In [None]:
from google.colab import drive
drive.mount('/content/drive')

Mounted at /content/drive


In [None]:
import pandas as pd
import gzip
import matplotlib.pyplot as plt
import pickle

#### Data Loading

In [None]:
# Whether to use gene-mapped data (True) or raw probe-based data (False)

gene_mapping = False

In [None]:
# Define the base folder path to your project directory in Google Drive
Ds_project_folder_path = '/content/drive/MyDrive/DS_project/'

# Folder where raw input data is stored
raw_data_path = 'Data/1_raw_data/'

# Folder where processed output data will be saved
gene_name_mapping_data_path = 'Data/2_gene_name_mapping_data/'

clinical_data_path = 'Data/0.clinical_rdata_to_csv/'

filtered_by_plate_rna_seq_data_path = 'Data/3_RNA_seq_sample_filtering_by_plate/'

data_clearning_path = 'Data/4_Intra-cohort-preprocessing/4.1.Data_clearning/'

data_spliting_path = 'Data/5_Inter-cohort_preprocessing/5.1.data_spliting/'

splited_data_save_path = 'Data/5_Inter-cohort_preprocessing/5.2.data_cleaning(Feature_filtering)/'

In [None]:
save_dir = Ds_project_folder_path + splited_data_save_path

In [None]:
GBM_data_split_result_name = 'GBM_data_split_result.pickle'
LGG_data_split_result_name = 'LGG_data_split_result.pickle'

In [None]:
with open(Ds_project_folder_path + data_spliting_path + GBM_data_split_result_name, 'rb') as f:
    GBM_data_split_result = pickle.load(f)
with open(Ds_project_folder_path + data_spliting_path + LGG_data_split_result_name, 'rb') as f:
    LGG_data_split_result = pickle.load(f)

In [None]:
def RNA_seq_and_CNV_data_load(gene_mapping = True):
  RNA_seq_path = Ds_project_folder_path + filtered_by_plate_rna_seq_data_path

  if gene_mapping:
    CNV_path = Ds_project_folder_path + gene_name_mapping_data_path
    GBM_rna_seq_data = pd.read_csv(RNA_seq_path + 'TCGA-GBM_mRNA_gene_map_filtered_by_plate.csv', index_col=0)
    LGG_rna_seq_data = pd.read_csv(RNA_seq_path + 'TCGA-LGG_mRNA_gene_map_filtered_by_plate.csv', index_col=0)

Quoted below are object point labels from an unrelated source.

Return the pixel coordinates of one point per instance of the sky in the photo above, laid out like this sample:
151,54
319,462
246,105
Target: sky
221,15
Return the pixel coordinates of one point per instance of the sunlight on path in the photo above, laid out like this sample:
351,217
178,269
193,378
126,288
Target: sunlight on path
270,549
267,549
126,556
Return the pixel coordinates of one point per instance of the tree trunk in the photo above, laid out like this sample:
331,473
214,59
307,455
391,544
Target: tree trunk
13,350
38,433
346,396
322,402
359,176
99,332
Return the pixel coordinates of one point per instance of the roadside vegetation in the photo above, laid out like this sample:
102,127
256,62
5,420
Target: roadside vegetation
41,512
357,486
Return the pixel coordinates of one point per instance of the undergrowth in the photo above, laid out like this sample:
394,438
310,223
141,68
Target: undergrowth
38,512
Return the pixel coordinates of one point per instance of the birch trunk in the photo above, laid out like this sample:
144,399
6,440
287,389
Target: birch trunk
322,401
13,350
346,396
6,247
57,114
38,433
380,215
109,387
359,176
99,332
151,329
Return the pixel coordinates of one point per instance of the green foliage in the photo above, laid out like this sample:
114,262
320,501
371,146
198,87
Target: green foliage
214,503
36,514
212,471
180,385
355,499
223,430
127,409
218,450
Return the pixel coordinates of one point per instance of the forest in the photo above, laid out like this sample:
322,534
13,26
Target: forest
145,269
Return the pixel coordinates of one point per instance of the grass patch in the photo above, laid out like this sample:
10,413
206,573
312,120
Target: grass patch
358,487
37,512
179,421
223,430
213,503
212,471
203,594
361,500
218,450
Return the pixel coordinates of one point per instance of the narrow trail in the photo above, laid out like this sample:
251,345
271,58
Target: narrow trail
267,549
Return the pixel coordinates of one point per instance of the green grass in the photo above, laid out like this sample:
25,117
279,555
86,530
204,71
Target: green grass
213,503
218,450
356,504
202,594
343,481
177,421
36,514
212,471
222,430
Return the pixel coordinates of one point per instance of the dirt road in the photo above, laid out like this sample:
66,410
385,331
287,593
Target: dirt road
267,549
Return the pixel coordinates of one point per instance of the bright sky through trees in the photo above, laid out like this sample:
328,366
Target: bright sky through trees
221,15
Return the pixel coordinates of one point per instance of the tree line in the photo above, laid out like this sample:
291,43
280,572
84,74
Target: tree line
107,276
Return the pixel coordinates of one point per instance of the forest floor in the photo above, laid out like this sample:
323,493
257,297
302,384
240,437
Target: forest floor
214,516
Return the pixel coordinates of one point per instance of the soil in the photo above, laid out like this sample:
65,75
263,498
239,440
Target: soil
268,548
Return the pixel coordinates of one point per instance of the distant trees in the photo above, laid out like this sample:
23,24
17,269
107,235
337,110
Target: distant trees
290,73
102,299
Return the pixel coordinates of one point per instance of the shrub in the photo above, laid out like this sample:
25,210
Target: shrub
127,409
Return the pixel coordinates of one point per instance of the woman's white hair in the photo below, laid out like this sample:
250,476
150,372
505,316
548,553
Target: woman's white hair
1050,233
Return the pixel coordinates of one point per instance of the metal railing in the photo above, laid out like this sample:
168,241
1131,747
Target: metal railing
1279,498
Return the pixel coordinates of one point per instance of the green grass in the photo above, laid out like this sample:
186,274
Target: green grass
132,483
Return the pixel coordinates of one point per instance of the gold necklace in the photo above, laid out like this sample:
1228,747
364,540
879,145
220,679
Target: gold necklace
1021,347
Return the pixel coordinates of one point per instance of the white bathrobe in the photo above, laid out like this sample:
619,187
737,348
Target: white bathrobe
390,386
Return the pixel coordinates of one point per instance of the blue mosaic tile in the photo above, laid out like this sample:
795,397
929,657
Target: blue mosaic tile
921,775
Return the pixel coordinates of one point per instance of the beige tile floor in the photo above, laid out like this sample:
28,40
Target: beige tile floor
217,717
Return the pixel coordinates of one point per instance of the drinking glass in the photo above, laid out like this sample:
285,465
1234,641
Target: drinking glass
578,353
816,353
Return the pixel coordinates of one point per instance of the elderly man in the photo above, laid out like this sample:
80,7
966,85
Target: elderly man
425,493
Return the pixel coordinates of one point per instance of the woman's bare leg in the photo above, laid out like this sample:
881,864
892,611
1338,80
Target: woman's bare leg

    GBM_CNV_data = pd.read_csv(CNV_path + 'TCGA-GBM_CNV_gene_mapping.csv', index_col=0)
    LGG_CNV_data = pd.read_csv(CNV_path + 'TCGA-LGG_CNV_gene_mapping.csv', index_col=0)

  else:
    CNV_path = Ds_project_folder_path + raw_data_path

    GBM_rna_seq_data = pd.read_csv(RNA_seq_path + 'TCGA-GBM_mRNA_filtered_chromosome.csv', index_col=0)
    LGG_rna_seq_data = pd.read_csv(RNA_seq_path + 'TCGA-LGG_mRNA_filtered_chromosome.csv', index_col=0)

    GBM_CNV_data = pd.read_csv(RNA_seq_path + 'TCGA-GBM_CNV_filtered_chromosome.csv', index_col=0)
    LGG_CNV_data = pd.read_csv(RNA_seq_path + 'TCGA-LGG_CNV_filtered_chromosome.csv', index_col=0)

  return GBM_rna_seq_data, LGG_rna_seq_data, GBM_CNV_data, LGG_CNV_data

In [None]:
GBM_SNV_data = pd.read_csv(Ds_project_folder_path + filtered_by_plate_rna_seq_data_path + 'TCGA-GBM_SNV_filtered_chromosome.csv', index_col = 0)
LGG_SNV_data = pd.read_csv(Ds_project_folder_path + filtered_by_plate_rna_seq_data_path + 'TCGA-LGG_SNV_filtered_chromosome.csv', index_col = 0)
GBM_protein_data = pd.read_csv(Ds_project_folder_path + filtered_by_plate_rna_seq_data_path + 'TCGA-GBM_protein_filtered_chromosome.csv', index_col = 0)
LGG_protein_data = pd.read_csv(Ds_project_folder_path + filtered_by_plate_rna_seq_data_path + 'TCGA-LGG_protein_filtered_chromosome.csv', index_col = 0)

In [None]:
with gzip.open(Ds_project_folder_path + raw_data_path + 'TCGA_GBM_mval_methylation.tsv.gz', 'rt') as f:
    GBM_methlylation_data = pd.read_csv(f, sep='\t')
with gzip.open(Ds_project_folder_path + raw_data_path + 'TCGA_LGG_mval_methylation.tsv.gz', 'rt') as f:
    LGG_methlylation_data = pd.read_csv(f, sep='\t')

GBM_rna_seq_data, LGG_rna_seq_data, GBM_CNV_data, LGG_CNV_data = RNA_seq_and_CNV_data_load(gene_mapping)

In [None]:
GBM_CNV_data.index = GBM_CNV_data['Ensembl_ID']
GBM_CNV_data.drop(columns=['Ensembl_ID'], inplace=True)

LGG_CNV_data.index = LGG_CNV_data['Ensembl_ID']
LGG_CNV_data.drop(columns=['Ensembl_ID'], inplace=True)

#### Data spliting (train test val)

In [None]:
def data_split(df, split_info):
  train_data_list = [s for s in split_info['Train'] if s in df.columns]
  val_data_list = [s for s in split_info['Validation'] if s in df.columns]
  external_test_data_list = [s for s in split_info['External Test'] if s in df.columns]
  internal_test_data_list = [s for s in split_info['Internal Test'] if s in df.columns]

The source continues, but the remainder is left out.